OLAP performance optimization

In version 2.0, we refactored the SQL optimizer and execution engine to select the optimal query plan as quickly as possible and execute it as efficiently as possible.

Version 1.0 has moved from a rules-based query optimizer to a cost-based query optimizer, but it is not perfect. In version 2.0, we optimized the accuracy and timely update of statistics, and improved the SQL optimizer’s capabilities. The estimation of query cost is more accurate, the analysis of complex filtering conditions is more detailed, the processing of associated sub-query is more elegant, and the selection of physical operator is more flexible and accurate.

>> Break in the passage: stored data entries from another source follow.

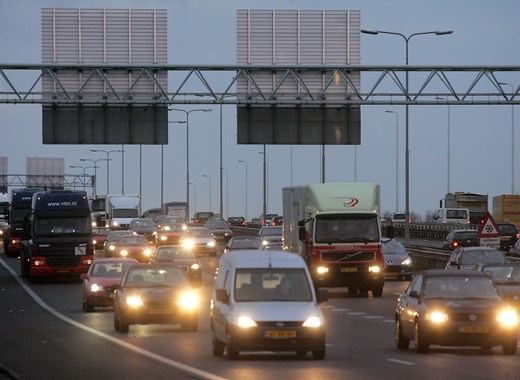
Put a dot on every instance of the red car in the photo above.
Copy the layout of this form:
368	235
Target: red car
99	280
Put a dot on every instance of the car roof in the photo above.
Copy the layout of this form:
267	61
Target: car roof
263	259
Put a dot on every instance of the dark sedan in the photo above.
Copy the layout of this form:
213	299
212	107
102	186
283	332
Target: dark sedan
155	294
455	308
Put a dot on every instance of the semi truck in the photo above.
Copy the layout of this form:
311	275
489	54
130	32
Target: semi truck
506	208
59	235
19	208
336	228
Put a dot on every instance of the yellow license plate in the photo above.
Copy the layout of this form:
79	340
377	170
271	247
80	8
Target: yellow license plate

In this release, the SQL execution engine introduced a new internal data representation called Chunk. A structure holds a batch of data instead of a row of data. The data of the same column is continuously stored in memory, which makes the memory usage more compact. Significantly reduced memory consumption; 2. Batch allocation of memory, reducing GC overhead; 3. Data can be transferred in batches between operators to reduce the call overhead; 4. In some scenarios, vector computations can be performed and CPU Cache misses can be reduced.

After the above two changes are made, TiDB performance in OLAP scenario has been greatly improved, as compared with tPC-H github.com/pingcap/doc… All queries run faster in 2.0, and most of them are multiples or orders of magnitude better. In particular, some queries that didn’t run in 1.0 run well in 2.0.

Ease of use and operation

To make TiDB easier to install and use, we have also made a number of optimizations in monitoring, operations, and tools.

In terms of monitoring, more than 100 monitoring items are added, and some runtime information is exposed through HTTP interfaces and SQL statements for system tuning or locating problems in the system.

In terms of operation and maintenance, our operation and maintenance tools have been optimized to simplify the operation process, reduce the operation complexity and the impact of the operation process on the online. At the same time, it has more diversified functions, including automatic deployment of the Binlog component and TLS.

Version update

A rolling upgrade from TiDB 1.0 to 2.0 is available, as described in this document.

One more thing

We released it at the same timeTiSpark 1.0 GAVersion, know?